Israel cabinet backs bill anchoring 'Jewish state' in law: media

Israeli Prime Minister Benjamin Netanyahu, center, arrives to the weekly cabinet meeting at his Jerusalem office, Sunday, Nov. 16, 2014. (AP Photo/Gali Tibbon, Pool)

OCCUPIED JERUSALEM: A divided cabinet approved on Sunday a bill to anchor in law Israel's status as the nation-state of the Jewish people, legislation critics say could undermine its democratic foundation and the rights of its Palestinian minority.

Right-wing supporters of the initiative, including Prime Minister Benjamin Netanyahu, have pledged such a law, which has widened rifts within his governing coalition, would guarantee full equality for all of Israel's citizens.

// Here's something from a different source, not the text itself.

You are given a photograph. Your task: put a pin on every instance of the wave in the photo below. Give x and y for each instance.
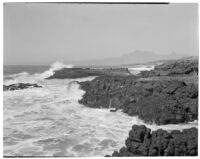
(25, 77)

A final wording of the bill is still pending, and Israel's attorney general has cautioned against giving Jewish values, based on religion and history, prominence over democratic principles in law-making and judicial rulings.

The measure pitted centrist ministers against right-wing and ultranationalist cabinet members, who outvoted them 15 to seven to approve three versions of the bill likely to be merged later.

Officials said the legislation would be brought to parliament on Wednesday for preliminary ratification.

Palestinians had rejected Netanyahu's demand they recognize Israel as a Jewish state, voicing concern that could deny Palestinian refugees a claimed right of return to homes they left or were forced to flee during Israeli-Arab wars.

Legislators from the country's Palestinian minority have described the bill as racist, noting that at least one version of the proposed law would leave Hebrew as Israel's only official language - and demote Arabic to "special status".

Netanyahu has submitted his own wording for the law, listing 14 principles that include declaring that "the State of Israel is democratic and founded on the principles of liberty, justice and peace in accordance with the visions of the Prophets of Israel."

The Israeli leader's draft, which was released to the media, pledges to "uphold the individual rights of all of Israel's citizens", but also says that only the Jewish people have a right of self-determination in the State of Israel.

The phrasing appears to rule out any binational state with the Palestinians, but makes no reference to the independent country they seek in the Gaza Strip and the occupied West Bank and East Jerusalem in a stalled, U.S.-brokered peace process.

"A flag, anthem, the right of every Jew to immigrate to the country, and other national symbols. These are granted only to our people, in its one and only state," Netanyahu said in public remarks at the cabinet meeting.